Isso é parte da razão Narendra Modi Isso fez os indianos pensarem. A rupia perdeu quase um quinto do seu valor em 2013, enquanto o aumento da inflação e o défice da balança corrente do país tornaram-no particularmente vulnerável a mudanças políticas nos Estados Unidos, enervando investidores em todo o mundo. Modi, que era o governante do estado na época, que recorreu ao primeiro-ministro, fez um discurso inflamado condenando o governo da época, liderado por Partido do Congressoser responsável pelo acidente. “Não é apenas por razões económicas”, disse ele uma vez, mas “por causa da política corrupta de Deli”. Seus outros líderes Partido Bharatiya Janata (BJP) Eles reforçaram a mensagem.

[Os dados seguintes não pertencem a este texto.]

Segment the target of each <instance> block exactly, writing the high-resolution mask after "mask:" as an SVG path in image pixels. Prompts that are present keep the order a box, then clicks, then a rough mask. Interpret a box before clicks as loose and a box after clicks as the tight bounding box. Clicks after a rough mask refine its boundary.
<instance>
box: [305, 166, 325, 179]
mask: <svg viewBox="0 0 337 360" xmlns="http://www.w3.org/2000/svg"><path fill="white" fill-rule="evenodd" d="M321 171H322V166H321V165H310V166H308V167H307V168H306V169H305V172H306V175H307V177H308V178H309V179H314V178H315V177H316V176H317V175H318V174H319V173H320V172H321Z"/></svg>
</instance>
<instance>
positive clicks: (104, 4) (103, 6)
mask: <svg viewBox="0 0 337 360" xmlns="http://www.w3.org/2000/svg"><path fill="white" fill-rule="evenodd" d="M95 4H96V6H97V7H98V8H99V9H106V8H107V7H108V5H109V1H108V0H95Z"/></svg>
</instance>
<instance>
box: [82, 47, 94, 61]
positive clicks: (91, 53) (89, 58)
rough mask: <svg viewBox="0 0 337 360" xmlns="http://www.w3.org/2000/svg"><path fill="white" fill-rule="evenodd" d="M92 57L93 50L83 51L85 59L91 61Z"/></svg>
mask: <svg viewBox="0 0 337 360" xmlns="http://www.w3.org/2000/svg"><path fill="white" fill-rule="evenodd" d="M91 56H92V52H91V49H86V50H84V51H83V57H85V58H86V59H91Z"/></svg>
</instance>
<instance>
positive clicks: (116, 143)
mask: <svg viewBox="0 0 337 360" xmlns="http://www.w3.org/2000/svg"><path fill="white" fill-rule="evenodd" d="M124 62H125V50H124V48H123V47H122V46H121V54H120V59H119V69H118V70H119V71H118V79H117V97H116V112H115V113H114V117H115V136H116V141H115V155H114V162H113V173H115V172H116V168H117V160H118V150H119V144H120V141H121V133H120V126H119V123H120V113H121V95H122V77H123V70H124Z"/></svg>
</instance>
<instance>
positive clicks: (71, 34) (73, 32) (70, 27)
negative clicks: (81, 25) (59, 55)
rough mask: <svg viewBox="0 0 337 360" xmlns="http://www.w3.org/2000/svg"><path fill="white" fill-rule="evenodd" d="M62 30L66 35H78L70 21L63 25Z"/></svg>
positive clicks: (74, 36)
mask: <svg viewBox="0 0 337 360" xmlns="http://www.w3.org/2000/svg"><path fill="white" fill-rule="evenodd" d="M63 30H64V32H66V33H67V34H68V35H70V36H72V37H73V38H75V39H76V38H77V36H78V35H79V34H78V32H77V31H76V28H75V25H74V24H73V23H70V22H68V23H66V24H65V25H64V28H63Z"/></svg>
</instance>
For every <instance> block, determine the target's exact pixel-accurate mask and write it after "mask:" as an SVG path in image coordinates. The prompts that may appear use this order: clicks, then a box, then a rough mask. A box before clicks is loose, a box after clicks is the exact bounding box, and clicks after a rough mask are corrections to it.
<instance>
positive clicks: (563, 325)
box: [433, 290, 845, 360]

Modi era um gênio astuto que sabia exatamente o que estava fazendo. ele Congresso ele era muito impopular e acusado de corrupção. Além disso, o ÍNDIA idealizou a rupia desde que esta assumiu o seu papel após a independência. Uma moeda forte tem sido considerada há muito tempo um “fenómeno internacional”, escreve Srijan Shukla no Fundação de pesquisa do observadorcentro de estudos. A visão do Sr. Modi é ver como ele pode se beneficiar da politização dessa busca. Os políticos da oposição de hoje apreciam a oportunidade de lhe dar uma amostra do seu próprio remédio.

“O movimento que consolidou nas mentes dos indianos a relação entre a rupia e a sua posição internacional ocorreu em 1991.” Quando os líderes da Índia abriram a sua economia naquele ano, fizeram-no sob pressão. Uma crise na balança de pagamentos, a guerra lá piorou Médio Oriente e a disparada dos preços do petróleo, deixando a moeda estrangeira apenas suficiente para cobrir duas semanas de importações. Quase 50 toneladas de ouro foram oferecidas pelo governo para superar a crise. O que no país era semelhante a arrecadar dinheiro para a família, era visto internamente como uma vergonha coletiva. A moeda caiu então 9% e, dois dias depois, outros 11%, o que foi um novo golpe para a economia indiana.

As reformas após a crise de 1991 levaram à ÍNDIA para a prosperidade. Hoje, sua economia é forte e sustentável. O risco de outra crise financeira é baixo: o ÍNDIA Possui as maiores reservas cambiais do mundo, suficientes para cobrir quase um ano de importações. Contudo, o trauma de 1991 deixou uma marca profunda na consciência nacional, que é transmitida de geração em geração. Para muitos, o declínio da moeda é inseparável da vergonha daquele período.

A actual queda nos preços terá certamente um impacto, afectando os preços de tudo, desde energia e bens de consumo até subsídios governamentais (embora facilite a exportação das empresas). ÍNDIA). O aumento dos preços do petróleo e a inflação fraca representam uma dupla ameaça: más notícias económicas, mas politicamente controláveis. No entanto, há uma situação que deve preocupar o governo. Se a guerra durar, a rúpia chegará a 100 por dólar. Mesmo que a guerra termine amanhã, os preços persistentemente elevados da energia – juntamente com a fraqueza estrutural da moeda indiana – deverão empurrar a rupia para mais perto dos três dígitos. Os bancos centrais tentarão evitar isto, mas há limites.

O Senhor Modi não apoia a guerra contra Irã. Mas ele ainda não preparou o seu país para o que ainda está por vir. Um raro erro de cálculo cometido por um homem que compreende melhor do que ninguém a magnitude da queda da rupia.